そこで、私は、「具体的な支障」として、久慈市の中心商店街では2メートル以上浸水して商品、設備などに震災時以上の大損害を受けていることを指摘し、「震災復興の時と同じく中小企業へのグループ補助金を導入すべきではないか」と提案。しかし、安倍首相は、経済産業大臣の「検討した上で判断」という答弁を繰り返すだけでした。

また、今回の補正予算案では政策金融公庫への517億円の出資が含まれています。低利の制度融資を全国で2兆8千億円も増やすためですが、マイナス金利に加えての民間金融機関への圧迫で地方を中心に金融や経済に悪影響を及ぼしかねません。

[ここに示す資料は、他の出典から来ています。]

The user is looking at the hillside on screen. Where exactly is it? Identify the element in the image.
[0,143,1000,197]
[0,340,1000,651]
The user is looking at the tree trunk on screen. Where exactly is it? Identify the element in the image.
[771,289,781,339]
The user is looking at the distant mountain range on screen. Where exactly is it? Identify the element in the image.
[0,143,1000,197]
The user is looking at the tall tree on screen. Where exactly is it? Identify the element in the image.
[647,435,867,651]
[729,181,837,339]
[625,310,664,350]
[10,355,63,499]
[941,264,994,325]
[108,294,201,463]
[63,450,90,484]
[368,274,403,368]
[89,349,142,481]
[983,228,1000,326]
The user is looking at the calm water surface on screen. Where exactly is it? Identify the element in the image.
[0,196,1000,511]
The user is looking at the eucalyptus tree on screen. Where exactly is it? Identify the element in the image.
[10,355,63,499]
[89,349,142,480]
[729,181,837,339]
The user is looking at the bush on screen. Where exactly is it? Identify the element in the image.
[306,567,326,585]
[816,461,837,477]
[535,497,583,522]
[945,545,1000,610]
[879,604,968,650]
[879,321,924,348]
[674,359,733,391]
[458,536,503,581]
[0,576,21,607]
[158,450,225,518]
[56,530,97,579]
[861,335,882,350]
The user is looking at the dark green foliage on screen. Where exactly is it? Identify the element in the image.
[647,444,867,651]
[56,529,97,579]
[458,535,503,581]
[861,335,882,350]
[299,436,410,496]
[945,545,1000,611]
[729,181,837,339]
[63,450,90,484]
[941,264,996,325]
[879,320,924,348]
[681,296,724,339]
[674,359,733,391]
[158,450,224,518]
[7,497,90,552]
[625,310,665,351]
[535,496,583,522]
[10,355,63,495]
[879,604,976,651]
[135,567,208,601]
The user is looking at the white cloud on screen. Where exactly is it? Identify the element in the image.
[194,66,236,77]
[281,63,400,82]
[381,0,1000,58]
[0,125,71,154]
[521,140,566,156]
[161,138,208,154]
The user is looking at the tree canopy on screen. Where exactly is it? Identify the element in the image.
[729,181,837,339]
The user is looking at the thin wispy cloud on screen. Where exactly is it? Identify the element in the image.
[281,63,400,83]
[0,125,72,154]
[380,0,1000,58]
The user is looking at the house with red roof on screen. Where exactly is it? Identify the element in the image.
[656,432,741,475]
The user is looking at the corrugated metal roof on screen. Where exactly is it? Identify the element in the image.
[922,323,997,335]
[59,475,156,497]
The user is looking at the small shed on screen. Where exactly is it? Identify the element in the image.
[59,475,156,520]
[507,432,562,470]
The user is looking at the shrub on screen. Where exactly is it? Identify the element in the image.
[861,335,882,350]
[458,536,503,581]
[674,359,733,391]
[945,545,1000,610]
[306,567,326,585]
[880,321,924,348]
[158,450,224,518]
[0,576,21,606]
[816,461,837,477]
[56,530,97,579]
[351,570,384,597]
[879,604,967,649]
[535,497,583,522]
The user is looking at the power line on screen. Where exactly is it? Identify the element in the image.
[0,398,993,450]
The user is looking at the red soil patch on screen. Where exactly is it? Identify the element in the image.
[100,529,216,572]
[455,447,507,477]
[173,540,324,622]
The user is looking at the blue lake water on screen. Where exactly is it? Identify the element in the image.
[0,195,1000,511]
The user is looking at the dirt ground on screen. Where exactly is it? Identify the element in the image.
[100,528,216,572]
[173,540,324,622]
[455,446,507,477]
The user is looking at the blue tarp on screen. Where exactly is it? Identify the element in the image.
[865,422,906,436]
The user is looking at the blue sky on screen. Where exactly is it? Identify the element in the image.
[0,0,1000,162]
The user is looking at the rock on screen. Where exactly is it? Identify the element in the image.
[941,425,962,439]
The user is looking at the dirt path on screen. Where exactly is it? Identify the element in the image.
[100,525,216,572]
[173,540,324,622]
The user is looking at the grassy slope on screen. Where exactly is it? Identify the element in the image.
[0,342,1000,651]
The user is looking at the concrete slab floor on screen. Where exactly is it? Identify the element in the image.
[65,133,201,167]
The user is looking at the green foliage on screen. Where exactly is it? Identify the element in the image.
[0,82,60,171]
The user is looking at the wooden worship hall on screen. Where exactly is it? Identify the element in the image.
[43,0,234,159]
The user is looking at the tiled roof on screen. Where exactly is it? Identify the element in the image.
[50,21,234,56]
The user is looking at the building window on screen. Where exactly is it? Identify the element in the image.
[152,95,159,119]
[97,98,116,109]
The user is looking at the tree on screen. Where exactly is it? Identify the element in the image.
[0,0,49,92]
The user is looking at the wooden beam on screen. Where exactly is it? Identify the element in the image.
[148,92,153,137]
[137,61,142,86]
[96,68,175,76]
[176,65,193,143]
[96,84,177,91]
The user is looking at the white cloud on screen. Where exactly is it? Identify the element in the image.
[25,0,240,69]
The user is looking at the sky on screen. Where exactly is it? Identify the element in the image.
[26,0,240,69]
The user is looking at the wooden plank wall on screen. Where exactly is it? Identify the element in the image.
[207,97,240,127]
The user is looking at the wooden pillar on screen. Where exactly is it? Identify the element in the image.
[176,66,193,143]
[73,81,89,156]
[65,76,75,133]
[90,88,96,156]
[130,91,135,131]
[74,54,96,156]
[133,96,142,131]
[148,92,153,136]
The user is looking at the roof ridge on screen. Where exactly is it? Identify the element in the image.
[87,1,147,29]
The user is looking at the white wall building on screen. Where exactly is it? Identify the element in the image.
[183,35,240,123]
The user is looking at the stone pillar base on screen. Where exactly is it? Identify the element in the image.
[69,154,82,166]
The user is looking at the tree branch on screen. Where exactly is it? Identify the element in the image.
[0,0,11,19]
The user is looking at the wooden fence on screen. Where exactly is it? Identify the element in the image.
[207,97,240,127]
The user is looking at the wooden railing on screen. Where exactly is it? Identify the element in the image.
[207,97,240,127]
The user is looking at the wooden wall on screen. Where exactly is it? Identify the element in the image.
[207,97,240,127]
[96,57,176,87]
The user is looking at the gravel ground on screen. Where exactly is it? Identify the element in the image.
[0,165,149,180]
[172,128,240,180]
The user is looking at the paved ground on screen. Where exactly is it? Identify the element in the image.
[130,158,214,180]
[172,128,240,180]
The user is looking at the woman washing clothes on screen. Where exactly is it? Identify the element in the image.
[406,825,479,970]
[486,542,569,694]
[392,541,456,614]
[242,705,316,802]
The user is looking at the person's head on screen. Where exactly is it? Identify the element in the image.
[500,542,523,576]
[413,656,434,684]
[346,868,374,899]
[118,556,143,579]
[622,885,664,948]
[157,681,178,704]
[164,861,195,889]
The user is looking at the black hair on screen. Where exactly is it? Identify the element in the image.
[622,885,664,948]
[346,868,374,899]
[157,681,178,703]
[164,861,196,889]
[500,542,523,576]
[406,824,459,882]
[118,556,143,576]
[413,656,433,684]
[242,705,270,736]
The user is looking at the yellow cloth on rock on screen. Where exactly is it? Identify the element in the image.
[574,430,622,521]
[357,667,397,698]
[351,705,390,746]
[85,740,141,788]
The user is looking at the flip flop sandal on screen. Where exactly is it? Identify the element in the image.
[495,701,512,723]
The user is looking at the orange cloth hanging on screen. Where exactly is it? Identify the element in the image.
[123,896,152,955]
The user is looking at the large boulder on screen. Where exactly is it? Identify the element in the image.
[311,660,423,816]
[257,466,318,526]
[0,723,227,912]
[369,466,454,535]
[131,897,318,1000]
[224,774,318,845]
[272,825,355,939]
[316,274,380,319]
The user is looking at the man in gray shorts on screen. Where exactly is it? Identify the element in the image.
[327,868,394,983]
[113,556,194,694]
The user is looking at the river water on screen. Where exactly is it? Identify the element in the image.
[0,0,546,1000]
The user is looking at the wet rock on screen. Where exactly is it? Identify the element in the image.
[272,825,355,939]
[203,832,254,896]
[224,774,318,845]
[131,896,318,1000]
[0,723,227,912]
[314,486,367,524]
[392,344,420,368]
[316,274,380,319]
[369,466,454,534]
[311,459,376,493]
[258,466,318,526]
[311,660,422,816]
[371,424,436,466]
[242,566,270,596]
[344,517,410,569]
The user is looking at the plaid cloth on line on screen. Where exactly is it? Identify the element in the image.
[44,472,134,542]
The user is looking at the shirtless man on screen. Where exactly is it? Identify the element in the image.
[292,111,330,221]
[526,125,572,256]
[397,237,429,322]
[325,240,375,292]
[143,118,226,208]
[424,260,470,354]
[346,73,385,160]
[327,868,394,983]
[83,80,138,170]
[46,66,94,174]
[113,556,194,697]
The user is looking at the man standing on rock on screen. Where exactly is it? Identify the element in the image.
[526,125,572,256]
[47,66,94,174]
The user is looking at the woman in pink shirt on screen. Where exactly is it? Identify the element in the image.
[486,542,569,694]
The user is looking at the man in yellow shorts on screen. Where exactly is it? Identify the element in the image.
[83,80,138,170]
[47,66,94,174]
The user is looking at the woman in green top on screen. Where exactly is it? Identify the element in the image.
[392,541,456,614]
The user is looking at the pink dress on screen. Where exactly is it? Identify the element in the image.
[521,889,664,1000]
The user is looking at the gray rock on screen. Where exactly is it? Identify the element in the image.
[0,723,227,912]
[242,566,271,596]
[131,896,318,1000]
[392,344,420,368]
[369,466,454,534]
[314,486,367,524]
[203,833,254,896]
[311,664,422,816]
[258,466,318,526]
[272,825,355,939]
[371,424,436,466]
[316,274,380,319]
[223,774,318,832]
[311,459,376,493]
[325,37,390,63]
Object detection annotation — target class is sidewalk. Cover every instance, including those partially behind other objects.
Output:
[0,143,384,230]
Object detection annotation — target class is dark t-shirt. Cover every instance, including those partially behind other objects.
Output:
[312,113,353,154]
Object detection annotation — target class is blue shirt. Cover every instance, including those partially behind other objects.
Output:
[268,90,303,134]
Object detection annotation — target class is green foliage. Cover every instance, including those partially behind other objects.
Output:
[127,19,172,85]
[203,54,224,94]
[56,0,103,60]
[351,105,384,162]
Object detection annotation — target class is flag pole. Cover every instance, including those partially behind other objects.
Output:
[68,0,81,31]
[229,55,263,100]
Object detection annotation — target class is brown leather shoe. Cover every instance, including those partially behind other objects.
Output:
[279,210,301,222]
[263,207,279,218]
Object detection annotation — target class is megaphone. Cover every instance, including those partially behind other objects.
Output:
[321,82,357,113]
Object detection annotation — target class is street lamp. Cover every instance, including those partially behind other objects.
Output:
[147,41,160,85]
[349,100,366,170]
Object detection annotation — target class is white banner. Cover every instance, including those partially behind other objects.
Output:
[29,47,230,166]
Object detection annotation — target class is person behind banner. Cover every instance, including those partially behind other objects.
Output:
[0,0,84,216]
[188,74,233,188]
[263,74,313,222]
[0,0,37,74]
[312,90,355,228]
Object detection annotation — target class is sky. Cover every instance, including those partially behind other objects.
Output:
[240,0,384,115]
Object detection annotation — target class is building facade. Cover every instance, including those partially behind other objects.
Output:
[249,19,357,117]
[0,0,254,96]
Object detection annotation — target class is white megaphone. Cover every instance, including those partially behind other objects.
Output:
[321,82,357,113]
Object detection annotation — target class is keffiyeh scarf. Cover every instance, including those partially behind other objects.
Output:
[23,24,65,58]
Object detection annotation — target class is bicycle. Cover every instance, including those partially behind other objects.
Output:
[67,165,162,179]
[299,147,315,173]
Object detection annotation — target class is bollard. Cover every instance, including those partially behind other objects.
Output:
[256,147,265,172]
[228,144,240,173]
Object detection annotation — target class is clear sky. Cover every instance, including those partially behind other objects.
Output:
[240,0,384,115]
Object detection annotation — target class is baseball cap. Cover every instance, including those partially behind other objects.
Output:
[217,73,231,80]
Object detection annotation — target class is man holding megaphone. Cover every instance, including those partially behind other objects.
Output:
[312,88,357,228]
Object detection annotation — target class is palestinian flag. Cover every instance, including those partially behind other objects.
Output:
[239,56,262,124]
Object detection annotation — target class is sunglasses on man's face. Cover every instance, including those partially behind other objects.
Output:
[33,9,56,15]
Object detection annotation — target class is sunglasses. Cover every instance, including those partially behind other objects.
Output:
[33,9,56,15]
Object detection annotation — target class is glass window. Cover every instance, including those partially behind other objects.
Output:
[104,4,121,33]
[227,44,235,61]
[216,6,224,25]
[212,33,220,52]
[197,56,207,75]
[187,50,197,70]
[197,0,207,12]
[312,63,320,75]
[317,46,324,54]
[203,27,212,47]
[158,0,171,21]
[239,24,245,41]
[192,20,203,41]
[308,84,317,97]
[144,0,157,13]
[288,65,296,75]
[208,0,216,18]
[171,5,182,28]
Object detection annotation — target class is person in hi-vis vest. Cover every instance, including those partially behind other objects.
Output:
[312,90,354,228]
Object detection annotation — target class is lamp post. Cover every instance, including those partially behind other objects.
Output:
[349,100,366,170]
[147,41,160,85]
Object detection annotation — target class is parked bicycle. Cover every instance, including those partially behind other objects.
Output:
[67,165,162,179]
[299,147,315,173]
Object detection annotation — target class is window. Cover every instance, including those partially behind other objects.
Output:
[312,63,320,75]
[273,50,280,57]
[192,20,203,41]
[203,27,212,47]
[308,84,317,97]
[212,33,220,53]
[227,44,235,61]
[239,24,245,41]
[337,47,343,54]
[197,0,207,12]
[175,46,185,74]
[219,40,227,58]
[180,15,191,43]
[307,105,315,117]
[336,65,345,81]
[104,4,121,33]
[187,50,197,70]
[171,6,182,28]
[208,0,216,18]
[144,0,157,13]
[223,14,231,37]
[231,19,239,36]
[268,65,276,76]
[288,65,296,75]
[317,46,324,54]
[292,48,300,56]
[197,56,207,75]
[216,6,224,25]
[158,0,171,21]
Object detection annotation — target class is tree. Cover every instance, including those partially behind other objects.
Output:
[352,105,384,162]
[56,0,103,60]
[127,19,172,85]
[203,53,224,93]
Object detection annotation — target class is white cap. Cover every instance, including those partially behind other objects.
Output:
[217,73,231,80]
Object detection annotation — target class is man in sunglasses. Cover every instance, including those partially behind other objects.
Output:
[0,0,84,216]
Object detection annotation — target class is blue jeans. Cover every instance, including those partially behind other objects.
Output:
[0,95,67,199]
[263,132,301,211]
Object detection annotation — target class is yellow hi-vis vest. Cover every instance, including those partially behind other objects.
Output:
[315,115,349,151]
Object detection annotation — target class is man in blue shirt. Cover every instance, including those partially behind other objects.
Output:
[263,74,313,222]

「貴重な財源は、制度融資より、グループ補助金などに振り向けるべきではないか」と提案しましたが、安倍首相は、「民間金融機関のみでは貸し出しが困難な場合に補完するもの」として、問題ないような言いぶり。しかし、現在の金融環境では2兆8千億という規模は大き過ぎ、「補完」に留まる保証はどこにもありません。官僚にいいように操られています。

今回、安倍首相に建設的な提案をしても、残念ながら、官僚に「おんぶにだっこ」の答弁しか返ってきませんでした。国会の場で政治家が建設的な議論を進めるためには、現場に足を踏み入れ、現状をしっかり見て、現地の切実な声を聴き取ることが大切です。

安倍首相もそれに気付いたかどうかは分かりませんが、8日に急きょ岩泉町を視察されました。岩泉町と同様、高齢化、独居化、人口減少が進む全国の中山間地域のためにも、グループ補助金など、官僚の常識を超える手厚い復旧、復興支援を決断すべきです。